TEMPO.CO, Jakarta - Sidang perkara dugaan korupsi pengadaan truk pengangkut personel dan rescue carrier vehicle di Badan SAR Nasional (Basarnas) tahun 2014 kembali digelar di Pengadilan Tindak Pidana Korupsi (Tipikor) Jakarta Pusat pada Kamis, 5 Desember 2024. Jaksa Penuntut Umum (JPU) Komisi Pemberantasan Korupsi (KPK) menghadirkan enam saksi untuk memberikan keterangan.
Para saksi yang dihadirkan adalah Mahmud Afandi, Pegawai Negeri Sipil (PNS) Basarnas Padang; Aris Gunawan Wicaksono, pejabat fungsional barang dan jasa Basarnas; Ferry Satriadi, pengelola sarana darat Direktorat Sarana dan Prasarana Basarnas; Cathy Rosa, penyusun rencana kegiatan dan anggaran di Pusdatin Basarnas; Agus Setio, PKPP ahli madya Direktorat Bina Tenaga; serta Devi Hidayanti, analis keuangan di Biro Perencanaan dan Keuangan Basarnas.
Keterangan mereka dibutuhkan untuk memperkuat dakwaan terhadap tiga terdakwa, yakni mantan Sekretaris Utama (Sestama) Basarnas sekaligus Kuasa Pengguna Anggaran (KPA) Basarnas Max Ruland Boseke, Direktur CV Delima Mandiri William Widarta, dan Kepala Subdirektorat Pengawakan dan Perbekalan Direktorat Sarana dan Prasarana Basarnas sekaligus Pejabat Pembuat Komitmen (PPK) Anjar Sulistyono.
Sebelumnya, jaksa penuntut umum dari KPK mendakwa eks Sekretaris Utama Badan SAR Nasional (Sestama Basarnas) Max Ruland Boseke merugikan negara hingga miliaran rupiah.

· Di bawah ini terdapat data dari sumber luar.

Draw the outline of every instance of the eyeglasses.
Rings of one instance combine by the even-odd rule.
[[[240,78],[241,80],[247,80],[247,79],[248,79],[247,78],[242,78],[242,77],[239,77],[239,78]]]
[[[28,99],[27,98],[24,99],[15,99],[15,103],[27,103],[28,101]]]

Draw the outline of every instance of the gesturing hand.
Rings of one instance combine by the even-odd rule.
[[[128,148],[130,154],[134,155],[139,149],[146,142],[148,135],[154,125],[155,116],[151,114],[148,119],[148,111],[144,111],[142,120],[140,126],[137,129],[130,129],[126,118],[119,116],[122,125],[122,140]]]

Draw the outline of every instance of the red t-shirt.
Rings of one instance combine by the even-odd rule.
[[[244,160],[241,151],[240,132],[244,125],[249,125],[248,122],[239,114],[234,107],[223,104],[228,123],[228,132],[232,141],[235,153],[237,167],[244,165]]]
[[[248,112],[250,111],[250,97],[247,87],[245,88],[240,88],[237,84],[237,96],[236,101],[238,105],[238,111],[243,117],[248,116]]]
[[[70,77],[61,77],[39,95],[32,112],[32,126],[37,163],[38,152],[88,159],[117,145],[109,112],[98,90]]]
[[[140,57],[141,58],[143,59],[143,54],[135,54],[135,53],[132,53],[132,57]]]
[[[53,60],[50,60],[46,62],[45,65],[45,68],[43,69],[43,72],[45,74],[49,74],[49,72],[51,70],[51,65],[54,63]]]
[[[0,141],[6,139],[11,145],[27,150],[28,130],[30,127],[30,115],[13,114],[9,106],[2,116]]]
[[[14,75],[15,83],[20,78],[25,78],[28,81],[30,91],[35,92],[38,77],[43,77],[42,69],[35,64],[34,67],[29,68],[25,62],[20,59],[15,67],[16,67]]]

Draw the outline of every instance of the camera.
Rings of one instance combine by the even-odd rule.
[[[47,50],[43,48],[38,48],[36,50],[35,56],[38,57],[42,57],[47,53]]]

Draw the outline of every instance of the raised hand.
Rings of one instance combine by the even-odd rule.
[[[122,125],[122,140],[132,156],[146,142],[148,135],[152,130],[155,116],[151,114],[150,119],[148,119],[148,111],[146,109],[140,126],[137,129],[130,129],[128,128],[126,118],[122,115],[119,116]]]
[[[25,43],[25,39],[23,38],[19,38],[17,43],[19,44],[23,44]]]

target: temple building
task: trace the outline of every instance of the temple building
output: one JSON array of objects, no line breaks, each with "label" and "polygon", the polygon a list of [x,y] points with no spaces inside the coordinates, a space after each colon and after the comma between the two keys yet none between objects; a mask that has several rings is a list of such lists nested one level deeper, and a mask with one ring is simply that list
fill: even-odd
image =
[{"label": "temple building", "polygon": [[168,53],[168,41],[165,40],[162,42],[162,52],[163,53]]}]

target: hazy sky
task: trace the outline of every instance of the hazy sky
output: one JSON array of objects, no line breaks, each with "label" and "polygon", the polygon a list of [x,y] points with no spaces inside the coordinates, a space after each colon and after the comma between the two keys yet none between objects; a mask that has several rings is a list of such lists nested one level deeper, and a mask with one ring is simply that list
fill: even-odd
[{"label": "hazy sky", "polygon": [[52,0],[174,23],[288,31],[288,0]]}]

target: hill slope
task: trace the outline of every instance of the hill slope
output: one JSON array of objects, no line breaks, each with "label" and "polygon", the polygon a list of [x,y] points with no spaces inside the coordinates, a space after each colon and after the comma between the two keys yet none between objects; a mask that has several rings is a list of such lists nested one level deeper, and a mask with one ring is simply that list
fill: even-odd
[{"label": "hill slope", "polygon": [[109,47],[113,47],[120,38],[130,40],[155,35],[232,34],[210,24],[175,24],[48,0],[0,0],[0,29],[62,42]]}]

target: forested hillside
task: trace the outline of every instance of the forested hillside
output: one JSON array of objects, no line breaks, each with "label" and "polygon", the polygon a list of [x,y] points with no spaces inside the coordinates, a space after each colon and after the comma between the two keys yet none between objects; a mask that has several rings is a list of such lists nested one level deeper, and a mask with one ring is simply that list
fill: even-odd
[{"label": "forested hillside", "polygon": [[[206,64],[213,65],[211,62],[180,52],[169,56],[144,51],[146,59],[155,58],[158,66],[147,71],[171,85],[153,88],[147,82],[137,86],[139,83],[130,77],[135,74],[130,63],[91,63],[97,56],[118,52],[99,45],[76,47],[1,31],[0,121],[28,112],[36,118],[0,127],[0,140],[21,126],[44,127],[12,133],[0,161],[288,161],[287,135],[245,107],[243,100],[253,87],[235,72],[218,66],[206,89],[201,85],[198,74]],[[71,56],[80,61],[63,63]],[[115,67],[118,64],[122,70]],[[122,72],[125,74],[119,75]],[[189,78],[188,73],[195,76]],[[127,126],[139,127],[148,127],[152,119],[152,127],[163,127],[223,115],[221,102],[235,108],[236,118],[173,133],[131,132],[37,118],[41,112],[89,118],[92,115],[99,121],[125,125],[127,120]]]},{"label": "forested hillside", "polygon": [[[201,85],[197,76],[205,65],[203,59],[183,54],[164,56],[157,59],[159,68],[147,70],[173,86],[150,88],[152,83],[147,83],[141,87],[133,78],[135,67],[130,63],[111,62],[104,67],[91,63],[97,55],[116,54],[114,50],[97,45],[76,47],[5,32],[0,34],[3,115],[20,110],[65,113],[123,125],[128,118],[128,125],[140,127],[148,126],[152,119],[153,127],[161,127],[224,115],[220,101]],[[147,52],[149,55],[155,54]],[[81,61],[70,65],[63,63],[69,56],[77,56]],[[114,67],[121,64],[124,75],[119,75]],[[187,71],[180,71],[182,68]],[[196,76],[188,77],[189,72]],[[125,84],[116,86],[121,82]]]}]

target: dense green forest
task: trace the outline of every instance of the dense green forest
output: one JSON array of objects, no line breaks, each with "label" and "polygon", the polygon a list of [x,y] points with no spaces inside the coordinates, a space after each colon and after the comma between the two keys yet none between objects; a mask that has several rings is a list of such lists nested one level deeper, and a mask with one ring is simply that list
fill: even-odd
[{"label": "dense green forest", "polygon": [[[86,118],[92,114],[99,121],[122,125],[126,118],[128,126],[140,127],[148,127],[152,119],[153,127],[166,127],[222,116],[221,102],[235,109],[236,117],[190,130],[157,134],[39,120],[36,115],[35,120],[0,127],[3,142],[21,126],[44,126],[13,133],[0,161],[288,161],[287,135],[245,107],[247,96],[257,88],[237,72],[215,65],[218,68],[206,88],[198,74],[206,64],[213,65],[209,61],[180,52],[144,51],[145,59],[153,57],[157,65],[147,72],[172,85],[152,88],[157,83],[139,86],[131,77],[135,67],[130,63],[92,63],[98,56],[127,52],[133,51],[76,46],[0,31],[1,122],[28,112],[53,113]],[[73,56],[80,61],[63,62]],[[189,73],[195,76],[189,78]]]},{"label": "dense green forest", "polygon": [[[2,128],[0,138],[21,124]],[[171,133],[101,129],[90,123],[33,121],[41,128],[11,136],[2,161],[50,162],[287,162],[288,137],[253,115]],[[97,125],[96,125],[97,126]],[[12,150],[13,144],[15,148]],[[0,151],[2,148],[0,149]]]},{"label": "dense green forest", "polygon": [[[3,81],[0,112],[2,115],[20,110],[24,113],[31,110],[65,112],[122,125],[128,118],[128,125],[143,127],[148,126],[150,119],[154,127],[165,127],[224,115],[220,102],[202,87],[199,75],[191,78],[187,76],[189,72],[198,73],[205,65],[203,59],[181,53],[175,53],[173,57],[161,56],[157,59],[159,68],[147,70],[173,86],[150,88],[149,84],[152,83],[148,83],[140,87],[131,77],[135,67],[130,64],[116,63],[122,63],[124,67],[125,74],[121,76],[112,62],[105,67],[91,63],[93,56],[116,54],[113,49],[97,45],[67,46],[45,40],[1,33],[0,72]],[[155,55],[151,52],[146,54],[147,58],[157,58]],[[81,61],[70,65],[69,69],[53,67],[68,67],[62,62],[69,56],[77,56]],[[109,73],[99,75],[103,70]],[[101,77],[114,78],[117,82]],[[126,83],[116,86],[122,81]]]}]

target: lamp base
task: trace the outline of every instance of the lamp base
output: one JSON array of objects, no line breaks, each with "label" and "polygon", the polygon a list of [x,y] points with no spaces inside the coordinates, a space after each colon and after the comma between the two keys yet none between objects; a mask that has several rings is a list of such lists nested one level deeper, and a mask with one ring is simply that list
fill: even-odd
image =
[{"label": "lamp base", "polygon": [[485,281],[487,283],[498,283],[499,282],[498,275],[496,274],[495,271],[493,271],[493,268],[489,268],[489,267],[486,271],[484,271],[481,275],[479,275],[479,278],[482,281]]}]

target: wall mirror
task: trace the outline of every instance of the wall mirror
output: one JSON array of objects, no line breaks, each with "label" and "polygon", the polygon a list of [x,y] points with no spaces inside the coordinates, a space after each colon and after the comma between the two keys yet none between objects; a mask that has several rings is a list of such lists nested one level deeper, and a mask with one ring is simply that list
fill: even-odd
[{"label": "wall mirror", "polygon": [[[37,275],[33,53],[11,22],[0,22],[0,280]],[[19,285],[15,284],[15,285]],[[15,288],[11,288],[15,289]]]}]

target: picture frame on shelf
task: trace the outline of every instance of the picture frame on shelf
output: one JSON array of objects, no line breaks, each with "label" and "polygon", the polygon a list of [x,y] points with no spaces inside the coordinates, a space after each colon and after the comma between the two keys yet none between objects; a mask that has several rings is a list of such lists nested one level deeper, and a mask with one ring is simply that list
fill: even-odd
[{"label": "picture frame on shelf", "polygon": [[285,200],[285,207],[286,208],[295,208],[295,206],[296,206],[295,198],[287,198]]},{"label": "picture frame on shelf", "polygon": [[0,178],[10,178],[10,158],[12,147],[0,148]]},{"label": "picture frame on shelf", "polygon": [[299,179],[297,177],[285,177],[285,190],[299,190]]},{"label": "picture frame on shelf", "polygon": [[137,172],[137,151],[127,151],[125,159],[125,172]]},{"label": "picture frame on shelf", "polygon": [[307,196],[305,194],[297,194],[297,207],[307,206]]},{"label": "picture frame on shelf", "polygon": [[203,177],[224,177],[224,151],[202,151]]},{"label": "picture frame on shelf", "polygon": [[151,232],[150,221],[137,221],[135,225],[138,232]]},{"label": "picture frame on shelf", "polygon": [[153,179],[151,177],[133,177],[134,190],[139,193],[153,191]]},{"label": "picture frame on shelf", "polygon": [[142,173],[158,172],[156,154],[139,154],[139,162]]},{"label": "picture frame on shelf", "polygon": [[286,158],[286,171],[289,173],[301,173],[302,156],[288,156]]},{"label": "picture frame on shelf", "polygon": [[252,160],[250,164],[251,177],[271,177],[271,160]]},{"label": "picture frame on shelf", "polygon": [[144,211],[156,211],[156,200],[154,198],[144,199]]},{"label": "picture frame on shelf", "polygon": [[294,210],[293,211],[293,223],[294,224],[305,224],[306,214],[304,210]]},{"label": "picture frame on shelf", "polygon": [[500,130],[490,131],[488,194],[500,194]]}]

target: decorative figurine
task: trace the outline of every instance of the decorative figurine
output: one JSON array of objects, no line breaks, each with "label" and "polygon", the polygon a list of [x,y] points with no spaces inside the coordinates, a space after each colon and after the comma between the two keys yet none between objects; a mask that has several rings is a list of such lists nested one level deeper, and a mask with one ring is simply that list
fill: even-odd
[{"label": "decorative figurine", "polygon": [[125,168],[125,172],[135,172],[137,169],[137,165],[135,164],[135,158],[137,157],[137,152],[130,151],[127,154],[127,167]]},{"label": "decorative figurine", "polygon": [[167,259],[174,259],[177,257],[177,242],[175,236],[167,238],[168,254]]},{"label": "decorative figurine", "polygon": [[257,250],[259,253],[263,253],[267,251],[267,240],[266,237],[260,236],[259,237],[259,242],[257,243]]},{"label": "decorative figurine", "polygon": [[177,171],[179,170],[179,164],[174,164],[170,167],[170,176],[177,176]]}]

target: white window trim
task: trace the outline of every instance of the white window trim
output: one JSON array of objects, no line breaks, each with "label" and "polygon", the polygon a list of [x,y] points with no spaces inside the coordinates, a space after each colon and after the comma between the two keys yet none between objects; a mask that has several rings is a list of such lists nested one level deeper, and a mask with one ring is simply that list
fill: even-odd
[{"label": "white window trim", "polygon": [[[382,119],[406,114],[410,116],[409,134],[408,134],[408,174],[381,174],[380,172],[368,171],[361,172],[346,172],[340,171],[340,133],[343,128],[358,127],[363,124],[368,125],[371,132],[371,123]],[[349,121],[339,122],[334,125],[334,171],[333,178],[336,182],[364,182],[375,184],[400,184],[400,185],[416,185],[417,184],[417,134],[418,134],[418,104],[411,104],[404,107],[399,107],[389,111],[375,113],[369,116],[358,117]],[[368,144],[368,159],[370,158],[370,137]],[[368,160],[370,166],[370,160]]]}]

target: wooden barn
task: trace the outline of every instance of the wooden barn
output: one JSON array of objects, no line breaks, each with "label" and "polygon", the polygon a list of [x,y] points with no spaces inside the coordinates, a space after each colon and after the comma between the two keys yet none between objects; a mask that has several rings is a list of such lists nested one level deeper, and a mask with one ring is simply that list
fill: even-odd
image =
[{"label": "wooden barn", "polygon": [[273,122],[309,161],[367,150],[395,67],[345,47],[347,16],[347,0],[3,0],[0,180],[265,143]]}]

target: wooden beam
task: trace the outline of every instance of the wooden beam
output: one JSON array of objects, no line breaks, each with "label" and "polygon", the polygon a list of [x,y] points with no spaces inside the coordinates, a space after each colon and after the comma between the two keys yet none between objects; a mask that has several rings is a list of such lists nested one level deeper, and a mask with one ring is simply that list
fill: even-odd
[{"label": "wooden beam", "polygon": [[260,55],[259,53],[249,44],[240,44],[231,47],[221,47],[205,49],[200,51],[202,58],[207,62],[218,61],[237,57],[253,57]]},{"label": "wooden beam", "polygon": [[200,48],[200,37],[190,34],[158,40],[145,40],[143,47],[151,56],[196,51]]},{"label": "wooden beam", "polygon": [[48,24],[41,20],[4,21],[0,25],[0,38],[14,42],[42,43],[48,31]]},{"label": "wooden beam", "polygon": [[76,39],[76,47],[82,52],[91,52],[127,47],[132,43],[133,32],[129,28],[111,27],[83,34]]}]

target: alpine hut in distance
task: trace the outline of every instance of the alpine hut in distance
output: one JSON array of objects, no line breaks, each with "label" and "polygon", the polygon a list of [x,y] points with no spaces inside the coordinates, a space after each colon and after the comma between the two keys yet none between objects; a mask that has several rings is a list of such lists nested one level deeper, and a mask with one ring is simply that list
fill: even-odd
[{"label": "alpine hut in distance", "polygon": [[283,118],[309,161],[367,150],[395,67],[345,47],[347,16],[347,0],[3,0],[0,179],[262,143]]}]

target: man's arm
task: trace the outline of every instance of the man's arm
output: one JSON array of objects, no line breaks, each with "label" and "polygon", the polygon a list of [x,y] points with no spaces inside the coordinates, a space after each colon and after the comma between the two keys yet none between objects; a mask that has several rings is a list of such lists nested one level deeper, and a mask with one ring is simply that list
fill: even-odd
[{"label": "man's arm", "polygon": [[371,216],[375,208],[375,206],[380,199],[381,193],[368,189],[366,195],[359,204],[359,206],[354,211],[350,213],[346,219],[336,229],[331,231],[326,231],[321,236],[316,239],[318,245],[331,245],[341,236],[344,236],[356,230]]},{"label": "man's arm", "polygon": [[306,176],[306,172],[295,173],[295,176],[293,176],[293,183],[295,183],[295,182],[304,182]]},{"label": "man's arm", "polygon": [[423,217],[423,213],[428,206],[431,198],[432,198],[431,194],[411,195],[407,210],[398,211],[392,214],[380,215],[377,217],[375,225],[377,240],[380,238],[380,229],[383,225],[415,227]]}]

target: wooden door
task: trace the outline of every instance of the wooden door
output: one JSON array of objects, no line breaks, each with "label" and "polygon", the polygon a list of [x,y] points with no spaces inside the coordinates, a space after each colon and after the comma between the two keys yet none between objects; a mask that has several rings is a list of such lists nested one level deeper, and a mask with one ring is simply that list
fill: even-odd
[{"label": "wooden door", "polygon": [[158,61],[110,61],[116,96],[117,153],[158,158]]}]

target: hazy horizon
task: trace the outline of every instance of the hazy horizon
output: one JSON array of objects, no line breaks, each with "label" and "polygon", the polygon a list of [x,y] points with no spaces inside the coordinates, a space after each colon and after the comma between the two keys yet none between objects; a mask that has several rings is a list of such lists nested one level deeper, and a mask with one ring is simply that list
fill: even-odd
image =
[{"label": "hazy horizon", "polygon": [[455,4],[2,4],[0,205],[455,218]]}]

Hal ini terungkap dalam sidang dakwaan terhadap tiga terdakwa kasus korupsi pengadaan truk di Basarnas.
Selain Max Ruland, terdakwa lainnya adalah Anjar Sulistiyono selaku Kepala Sub Direktorat Pengawakan & Perbekalan Direktorat Sarana dan Prasarana Basarnas dan pejabat pembuat komitmen dan William Widarta selaku Direktur CV Delima Mandiri sekaligus penerima manfaat PT Trijaya Abadi Prima.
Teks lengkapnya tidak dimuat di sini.